Motorola unveiled a new handset lineup--including an enterprise class Q--but it's unlikely they can pull the company out of its doldrums.
For Motorola, it's quite a turnabout. When Ed Zander joined Motorola as CEO after a long stint at Sun Microsystems he could do no wrong. Now he can do little right and has billionaire investor Carl Icahn breathing down his neck.
At 3GSM on Monday, Motorola announced the Motofone F3, a low-priced phone for emerging markets, the MOTOSLVR L9, a premium handset, MOTORIZR Z8, designed for video and audio quality and the Moto Q 9, which comes with the acquired mobile messaging technology from Good Technology and runs on Windows Mobile 6 (gallery). Most of these products will arrive around mid-year or the second half of 2007.

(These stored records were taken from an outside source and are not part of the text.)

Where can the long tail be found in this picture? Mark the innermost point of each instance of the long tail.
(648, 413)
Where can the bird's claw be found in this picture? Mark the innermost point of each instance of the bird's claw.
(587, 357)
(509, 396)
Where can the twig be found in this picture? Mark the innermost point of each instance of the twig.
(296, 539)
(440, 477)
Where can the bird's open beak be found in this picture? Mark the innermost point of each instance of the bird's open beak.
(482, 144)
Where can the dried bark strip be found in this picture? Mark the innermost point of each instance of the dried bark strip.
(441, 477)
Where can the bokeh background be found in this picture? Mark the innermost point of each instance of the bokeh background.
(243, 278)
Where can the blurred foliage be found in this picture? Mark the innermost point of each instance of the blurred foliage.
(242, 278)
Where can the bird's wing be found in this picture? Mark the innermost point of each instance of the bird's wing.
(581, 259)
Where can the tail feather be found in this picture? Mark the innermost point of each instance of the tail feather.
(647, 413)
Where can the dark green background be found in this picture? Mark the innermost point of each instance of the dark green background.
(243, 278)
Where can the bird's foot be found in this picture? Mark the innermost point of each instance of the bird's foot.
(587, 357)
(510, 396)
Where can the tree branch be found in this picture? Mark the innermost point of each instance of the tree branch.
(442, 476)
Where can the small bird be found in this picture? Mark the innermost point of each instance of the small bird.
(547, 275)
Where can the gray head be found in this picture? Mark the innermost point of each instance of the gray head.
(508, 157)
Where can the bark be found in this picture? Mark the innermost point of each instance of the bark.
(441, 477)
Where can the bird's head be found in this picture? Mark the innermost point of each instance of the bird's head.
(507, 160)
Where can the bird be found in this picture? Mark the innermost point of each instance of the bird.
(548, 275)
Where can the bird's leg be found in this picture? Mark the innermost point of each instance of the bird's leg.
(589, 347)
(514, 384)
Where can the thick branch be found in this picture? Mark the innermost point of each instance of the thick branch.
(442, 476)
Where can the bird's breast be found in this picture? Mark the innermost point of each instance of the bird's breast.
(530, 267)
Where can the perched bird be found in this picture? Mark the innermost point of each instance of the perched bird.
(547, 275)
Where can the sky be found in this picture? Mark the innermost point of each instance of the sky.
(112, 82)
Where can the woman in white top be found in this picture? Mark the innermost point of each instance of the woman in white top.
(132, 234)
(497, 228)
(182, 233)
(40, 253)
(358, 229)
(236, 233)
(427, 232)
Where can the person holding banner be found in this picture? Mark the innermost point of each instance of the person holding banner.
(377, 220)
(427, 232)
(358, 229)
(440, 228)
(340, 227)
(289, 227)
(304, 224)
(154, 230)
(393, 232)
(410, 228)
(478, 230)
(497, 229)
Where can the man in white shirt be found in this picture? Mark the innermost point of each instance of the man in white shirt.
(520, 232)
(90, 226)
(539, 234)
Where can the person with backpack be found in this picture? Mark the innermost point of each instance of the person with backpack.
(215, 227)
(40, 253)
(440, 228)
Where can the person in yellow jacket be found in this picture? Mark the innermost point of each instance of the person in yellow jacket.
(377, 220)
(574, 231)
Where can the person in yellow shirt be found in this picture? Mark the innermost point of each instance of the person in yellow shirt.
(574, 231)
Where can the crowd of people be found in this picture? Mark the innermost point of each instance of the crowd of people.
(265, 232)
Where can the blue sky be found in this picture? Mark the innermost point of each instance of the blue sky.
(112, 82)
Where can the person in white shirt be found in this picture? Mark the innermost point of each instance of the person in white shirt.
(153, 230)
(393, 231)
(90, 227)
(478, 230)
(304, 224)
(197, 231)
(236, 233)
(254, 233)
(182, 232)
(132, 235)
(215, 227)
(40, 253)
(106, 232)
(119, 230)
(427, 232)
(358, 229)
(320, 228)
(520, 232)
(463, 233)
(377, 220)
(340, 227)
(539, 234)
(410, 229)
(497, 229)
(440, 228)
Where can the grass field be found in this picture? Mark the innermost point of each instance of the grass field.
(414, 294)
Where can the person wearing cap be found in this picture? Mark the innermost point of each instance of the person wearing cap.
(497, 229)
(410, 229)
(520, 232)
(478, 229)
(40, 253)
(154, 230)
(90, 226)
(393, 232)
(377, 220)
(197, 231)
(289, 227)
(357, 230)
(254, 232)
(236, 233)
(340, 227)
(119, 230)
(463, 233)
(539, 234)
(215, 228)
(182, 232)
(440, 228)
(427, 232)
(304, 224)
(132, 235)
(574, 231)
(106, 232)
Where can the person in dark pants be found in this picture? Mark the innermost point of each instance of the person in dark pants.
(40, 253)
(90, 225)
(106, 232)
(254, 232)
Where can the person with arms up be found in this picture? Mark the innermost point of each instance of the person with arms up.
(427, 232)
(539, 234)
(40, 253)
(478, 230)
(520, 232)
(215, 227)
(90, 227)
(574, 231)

The reaction Tuesday to that lineup is decidedly mixed. Citigroup analyst Daryl Armstrong says early demand for the Motofone is weak. "We also believe the disappointment here is creating some management turmoil in Motorola, given how much the company was betting on this product to help them gain share in the emerging markets," says Armstrong in a research note.
Armstrong argues that Motorola bet the company on two transitions--moving customers from the RAZR to the KRZR, which turned into a fourth quarter disappointment, and the C11x, the former flagship handset for emerging markets, to the Motofone.
Oppenheimer & Co. Lawrence Harris analyst says the RIZR Z8 is the most interesting rollout of the bunch because it has a "kick slider" that can conform to your face. The Q is another wildcard. Although David Berlind derides the Q--and I've been through two of them in 3 months as well--Harris indicates that the "pricing on the Q has risen at Verizon. A silver Q will cost you $150 at Verizon up from $100. So someone is buying the Q.
But it's not enough to pull Motorola out of its ditch though.